O casal veio de Mato Grosso, trazido por alguém que pretendia povoar acres de terra no alto de um monte com o seu canto. Mas, como é de se imaginar (seriemas adultas não são domesticáveis) elas não respeitaram os limites do território. Com a velocidade que Deus lhe deu e acostumadas com a liberdade do cerrado, percorreram grandes distâncias, camuflando-se entre as árvores, com sua plumagem cinza-amarelada.

No mês que passou, escalando um terreno menos acidentado, elas se aproximaram demais de um humano que, com sua sensibilidade paquidérmica, resolveu caçá-las, só para ver de perto que bichos eram. Um dos tiros pintou a terra de vermelho.

A que escapou da morte traiçoeira desceu o morro e buscou refúgio nos arredores de uma casa abandonada, sem cães, gatos, ou qualquer outro ser que não fosse alado. E lá solta sua voz…

A manhã inteira é preenchida pelas notas mais tristes que qualquer habitante das redondezas já escutou. Na parte da tarde, a melodia parece uma mixagem, sugerindo melancolia e raiva a um só tempo. É o que dizem…

Ainda não conheci a seriema solitária. Sei que tem gambitos e bico vermelhos, cauda longa e um penacho entre os olhos e que é muito rápida. Ao menor sinal de aproximação humana, ela desata numa louca corrida em direção ao arroio.

Assim que puder, irei encontrar nossa locatária. E aproveitarei para saudar os fantasmas que habitam a velha casa da minha infância…

Através das lentes

No princípio, o mundo era disforme. Então o homem criou as lentes, e o míope pôde ver. Mas as lentes não tinham hastes, ajustando-se apenas sobre o nariz. Aí o homem disse: “Que se façam as pernas!” E as “pernas” foram feitas. Assim os óculos percorreram os continentes e se popularizaram, perdendo a marca de distinção social e intelectual. Do antigo pince-nez ficaram só as lembranças… e velhos retratos, como o de Machado de Assis.

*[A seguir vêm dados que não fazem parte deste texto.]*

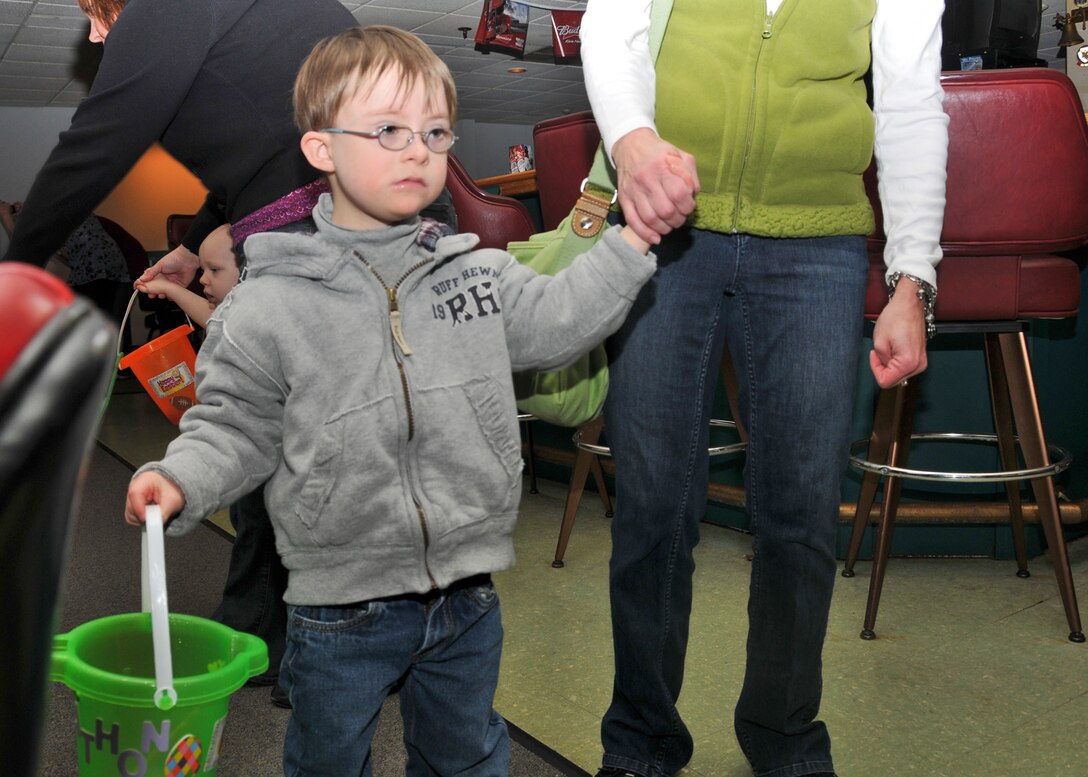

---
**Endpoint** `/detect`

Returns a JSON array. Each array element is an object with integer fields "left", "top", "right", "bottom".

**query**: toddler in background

De lá para cá, os óculos ganharam várias versões, tamanhos e cores, de acordo com as tendências de cada época, fazendo a alegria de velhos, jovens e crianças que viam o mundo totalmente embaçado.

Mas, dizem que foi por causa da vista embaçada de Monet e Renoir que o Impressionismo nasceu, pois eles teriam pintado a natureza daquela forma borrada e sem detalhes por causa de um problema de visão, e não como resultado de uma interpretação particular.

Verdade ou mentira? Pelo sim, pelo não, a arte agradece pelo advento tardio das lentes.